Gosh Bee. This is really interesting!
Here is another complaint:
“May–June 2024 – undermining suicide data
In parallel, Sex Matters began pestering DHSC to discredit suicide statistics among trans youth. They challenged data quoted by Mermaids’ former CEO, complained that Tavistock had refused their FOI requests, and asked DHSC to verify the numbers.
They followed up with their own “factsheet” — Dispelling the Suicide Myth — a document designed to strip urgency from the risks faced by trans children. When no reply came, they chased again in June: “When can we expect a response?”
This was lobbying to erase the most devastating consequence of denying care.
Think about that: while trans teenagers are dying, anti-rights hate groups are pestering civil servants to strip out the evidence.”
Imagine that! And did Trans Advocacy show their working here to prove the fact sheet was misinformation? Not that I can see!
But here .. the numbers were checked and verified.
https://www.gov.uk/government/publications/review-of-suicides-and-gender-dysphoria-at-the-tavistock-and-portman-nhs-foundation-trust/review-of-suicides-and-gender-dysphoria-at-the-tavistock-and-portman-nhs-foundation-trust-independent-report
How inconvenient to the author, and how surprising they failed to link this up.
Here it is here for those reading along :
Conclusions
1. The data do not support the claim that there has been a large rise in suicide by young patients attending the gender services at the Tavistock since the High Court ruling in 2020 or after any other recent date. The figures for the 6 years covered in this review are 12 suicides in total, 2 per year on average, of whom half were under 18. With small numbers, single-figure differences can be expected and causal explanations are unreliable.
The patients who died were in different points in the care system, including post-discharge, suggesting no consistent link to any one aspect of care. They had multiple social and clinical risk factors for suicide.
However, it is likely that there has been a rise over a longer period as young people at risk have increasingly presented with gender dysphoria and referrals to GIDS have risen.
There is a degree of uncertainty about the deaths recorded as “suicide not confirmed”. It is possible that more information on these cases would result in amended figures for individual years but the numbers remain too small to affect my conclusions.
2. The way that this issue has been discussed on social media has been insensitive, distressing and dangerous, and goes against guidance on safe reporting of suicide. One risk is that young people and their families will be terrified by predictions of suicide as inevitable without puberty blockers - some of the responses on social media show this.
Another is identification, already-distressed adolescents hearing the message that “people like you, facing similar problems, are killing themselves”, leading to imitative suicide or self-harm, to which young people are particularly susceptible.

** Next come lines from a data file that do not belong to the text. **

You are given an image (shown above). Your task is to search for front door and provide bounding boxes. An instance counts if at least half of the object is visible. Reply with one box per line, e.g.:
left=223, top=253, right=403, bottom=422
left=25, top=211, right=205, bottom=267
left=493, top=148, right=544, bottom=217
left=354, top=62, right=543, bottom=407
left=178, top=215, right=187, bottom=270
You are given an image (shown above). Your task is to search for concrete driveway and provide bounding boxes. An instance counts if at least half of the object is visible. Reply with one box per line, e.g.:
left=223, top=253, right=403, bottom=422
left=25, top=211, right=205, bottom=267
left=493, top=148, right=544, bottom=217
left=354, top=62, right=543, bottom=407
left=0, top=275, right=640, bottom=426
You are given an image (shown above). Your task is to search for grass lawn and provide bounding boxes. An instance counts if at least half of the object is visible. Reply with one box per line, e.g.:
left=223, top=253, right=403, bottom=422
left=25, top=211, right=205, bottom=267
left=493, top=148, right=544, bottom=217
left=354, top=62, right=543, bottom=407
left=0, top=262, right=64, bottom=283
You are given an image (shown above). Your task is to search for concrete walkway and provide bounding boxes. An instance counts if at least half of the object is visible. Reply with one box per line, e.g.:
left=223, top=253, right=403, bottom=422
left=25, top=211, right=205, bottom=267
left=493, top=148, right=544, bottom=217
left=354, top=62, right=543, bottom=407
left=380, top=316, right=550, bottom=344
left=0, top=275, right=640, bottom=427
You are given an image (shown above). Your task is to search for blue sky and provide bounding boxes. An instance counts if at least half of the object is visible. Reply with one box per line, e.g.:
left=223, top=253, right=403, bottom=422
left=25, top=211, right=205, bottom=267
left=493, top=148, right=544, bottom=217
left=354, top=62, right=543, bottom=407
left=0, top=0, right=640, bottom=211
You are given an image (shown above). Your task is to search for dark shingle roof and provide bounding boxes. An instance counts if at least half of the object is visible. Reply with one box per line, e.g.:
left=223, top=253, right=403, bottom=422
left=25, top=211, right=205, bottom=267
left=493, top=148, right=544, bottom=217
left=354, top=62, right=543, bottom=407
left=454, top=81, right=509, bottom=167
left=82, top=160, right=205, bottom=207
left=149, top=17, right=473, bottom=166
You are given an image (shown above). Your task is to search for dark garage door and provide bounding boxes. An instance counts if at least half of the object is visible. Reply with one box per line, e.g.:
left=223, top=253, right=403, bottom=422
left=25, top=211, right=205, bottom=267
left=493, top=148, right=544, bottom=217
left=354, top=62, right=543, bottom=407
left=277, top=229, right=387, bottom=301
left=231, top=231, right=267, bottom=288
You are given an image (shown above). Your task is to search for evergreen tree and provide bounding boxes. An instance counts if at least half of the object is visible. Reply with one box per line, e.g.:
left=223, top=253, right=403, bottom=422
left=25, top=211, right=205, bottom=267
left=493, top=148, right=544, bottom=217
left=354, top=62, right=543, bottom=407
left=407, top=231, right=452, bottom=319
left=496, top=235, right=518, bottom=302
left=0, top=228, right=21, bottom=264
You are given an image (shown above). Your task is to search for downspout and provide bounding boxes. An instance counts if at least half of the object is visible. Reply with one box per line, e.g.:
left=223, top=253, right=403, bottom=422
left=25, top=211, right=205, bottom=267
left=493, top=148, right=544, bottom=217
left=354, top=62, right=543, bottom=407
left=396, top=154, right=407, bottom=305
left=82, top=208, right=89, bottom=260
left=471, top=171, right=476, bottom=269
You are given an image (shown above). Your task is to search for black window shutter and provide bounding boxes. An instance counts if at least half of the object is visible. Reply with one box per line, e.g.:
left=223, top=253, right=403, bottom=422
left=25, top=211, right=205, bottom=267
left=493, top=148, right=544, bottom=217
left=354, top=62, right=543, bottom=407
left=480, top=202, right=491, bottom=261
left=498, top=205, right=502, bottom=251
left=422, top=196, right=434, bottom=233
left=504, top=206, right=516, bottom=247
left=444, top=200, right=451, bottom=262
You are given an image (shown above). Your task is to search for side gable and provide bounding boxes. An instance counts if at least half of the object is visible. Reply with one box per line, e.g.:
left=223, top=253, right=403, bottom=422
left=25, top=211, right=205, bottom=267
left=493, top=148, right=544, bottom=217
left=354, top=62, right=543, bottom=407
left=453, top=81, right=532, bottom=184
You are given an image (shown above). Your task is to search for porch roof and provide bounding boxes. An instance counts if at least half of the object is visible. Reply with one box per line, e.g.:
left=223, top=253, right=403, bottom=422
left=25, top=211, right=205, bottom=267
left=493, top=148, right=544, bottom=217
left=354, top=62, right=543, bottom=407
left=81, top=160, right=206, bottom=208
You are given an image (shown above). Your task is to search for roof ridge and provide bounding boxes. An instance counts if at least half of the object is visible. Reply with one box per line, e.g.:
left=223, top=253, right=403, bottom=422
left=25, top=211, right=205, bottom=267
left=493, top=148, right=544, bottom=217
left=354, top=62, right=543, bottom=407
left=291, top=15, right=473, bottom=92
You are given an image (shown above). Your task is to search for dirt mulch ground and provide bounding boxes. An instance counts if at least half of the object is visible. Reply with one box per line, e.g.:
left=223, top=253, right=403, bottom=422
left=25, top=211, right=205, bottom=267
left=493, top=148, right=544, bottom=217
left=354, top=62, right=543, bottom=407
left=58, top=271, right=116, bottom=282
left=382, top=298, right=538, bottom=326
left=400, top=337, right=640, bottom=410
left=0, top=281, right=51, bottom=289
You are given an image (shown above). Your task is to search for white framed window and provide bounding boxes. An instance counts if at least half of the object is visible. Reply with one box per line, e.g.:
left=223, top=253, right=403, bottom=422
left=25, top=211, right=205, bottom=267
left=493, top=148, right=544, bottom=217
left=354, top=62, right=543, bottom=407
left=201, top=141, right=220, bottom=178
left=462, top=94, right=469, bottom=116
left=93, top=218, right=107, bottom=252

Then there is the insensitivity of the “dead child” rhetoric. Suicide should not be a slogan or a means to winning an argument. To the families of 200 teenagers a year in England, it is devastating and all too real.
3. The claims that have been placed in the public domain do not meet basic standards for statistical evidence. To be reliable, evidence should be objective, unbiased and open to independent scrutiny. It should admit uncertainty.
Campaign groups are often selective about evidence - there is nothing wrong with this until it becomes misleading and potentially harmful. The evidence put into the public domain for an “explosion” of suicides is not unbiased nor has it been independently verified. There seems to be no suicide expertise behind the claims.
4. Suicide by any young person is a profound tragedy: it should be seen as an indictment of our society. Young people with gender dysphoria may well have experienced ostracism and abuse, and their distress is likely to be heightened if services are perceived as rejecting. It is unfortunate that puberty-blocking drugs have come to be seen as the touchstone issue, the difference between acceptance and non-acceptance. We need to move away from this perception among patients, staff and the public.
This is a group of young people who need compassion and security, skilled clinical assessment, early treatment for mental illnesses such as depression, support within their families and schools and online, and an expectation of recovery and a fulfilling future. It is vital that these are the assurances the NHS and its partner agencies are able to convey.
5. In the end this is about a group of young people at risk of suicide and our collective responsibility to their safety. This means specialist health services with the capacity to respond to rising demand and appropriate skills in general services. It means a measured public discourse, making sure we do not stoke up prejudice or cause unnecessary alarm to the young people and their families.
We need to ensure also that we have high quality data in which everyone has confidence. The number of deaths should be monitored, not only in gender services but other mainstream databases, as is now happening in NCMD and in my own unit, the National Confidential Inquiry. Future prevention will depend on it.